Considering the syntactic specification of simple arithmetic expressions, its context-free grammar in BNF could be

   G = ( Σ, N, P, S )
     = ( {+, -, *, (, ), number}, {<exp>, <op>}, P, <exp> )

where P consists of

   <exp> ::= <exp> <op> <exp> | ( <exp> ) | number
   <op>  ::= + | – | *

The grammar is context-free because only single nonterminals occur on the left sides of the rules.
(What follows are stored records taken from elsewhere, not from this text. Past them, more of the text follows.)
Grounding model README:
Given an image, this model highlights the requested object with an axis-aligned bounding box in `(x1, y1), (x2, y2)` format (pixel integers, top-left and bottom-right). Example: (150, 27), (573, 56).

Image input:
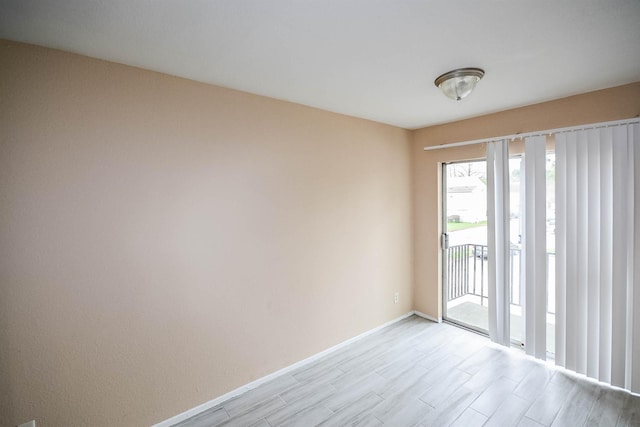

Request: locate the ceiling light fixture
(434, 68), (484, 101)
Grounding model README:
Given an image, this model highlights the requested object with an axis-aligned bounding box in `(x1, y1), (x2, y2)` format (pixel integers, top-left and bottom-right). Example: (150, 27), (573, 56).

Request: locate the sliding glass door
(442, 160), (488, 333)
(442, 152), (555, 352)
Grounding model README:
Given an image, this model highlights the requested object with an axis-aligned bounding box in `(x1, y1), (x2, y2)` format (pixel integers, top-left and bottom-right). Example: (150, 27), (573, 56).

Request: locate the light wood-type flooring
(176, 316), (640, 427)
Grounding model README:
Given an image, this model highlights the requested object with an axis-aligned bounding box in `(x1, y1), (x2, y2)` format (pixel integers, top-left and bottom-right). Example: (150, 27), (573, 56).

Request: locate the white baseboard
(413, 310), (442, 323)
(152, 311), (412, 427)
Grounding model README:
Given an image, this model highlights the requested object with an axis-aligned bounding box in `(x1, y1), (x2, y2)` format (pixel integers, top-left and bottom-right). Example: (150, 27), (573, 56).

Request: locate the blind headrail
(423, 117), (640, 151)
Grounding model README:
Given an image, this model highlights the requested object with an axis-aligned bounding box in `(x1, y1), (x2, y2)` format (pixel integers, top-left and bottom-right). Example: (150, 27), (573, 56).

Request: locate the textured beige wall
(413, 82), (640, 317)
(0, 41), (412, 427)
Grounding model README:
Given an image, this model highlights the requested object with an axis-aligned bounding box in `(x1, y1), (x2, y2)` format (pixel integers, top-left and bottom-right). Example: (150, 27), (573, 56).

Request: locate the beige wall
(0, 41), (412, 427)
(413, 82), (640, 317)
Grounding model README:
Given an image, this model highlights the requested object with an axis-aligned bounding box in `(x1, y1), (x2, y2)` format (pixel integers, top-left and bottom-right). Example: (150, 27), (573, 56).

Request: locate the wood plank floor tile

The hyperlink gives the BNF of Pascal.

Extended BNF: EBNF
EBNF, such as the EBNF of Pascal, includes the following two constructs:

Repetition using { } such as

 <stmt-sequence> ::= <stmt> ; <stmt-sequence> | <stmt>
 <stmt>          ::= s
                          ⇓
 <stmt-sequence> ::= { <stmt> ; } <stmt> 
 <stmt>          ::= s

Option using [ ] such as

 <statement> ::= <if-stmt> | other
 <if-stmt>   ::= if ( <exp> ) <statement>
               | if ( <exp> ) <statement> else <statement> 
 <exp>       ::= 0 | 1 
                          ⇓ 
 <statement> ::= <if-stmt> | other 
 <if-stmt>   ::= if ( <exp> ) <statement>
                      [ else <statement> ]
 <exp>       ::= 0 | 1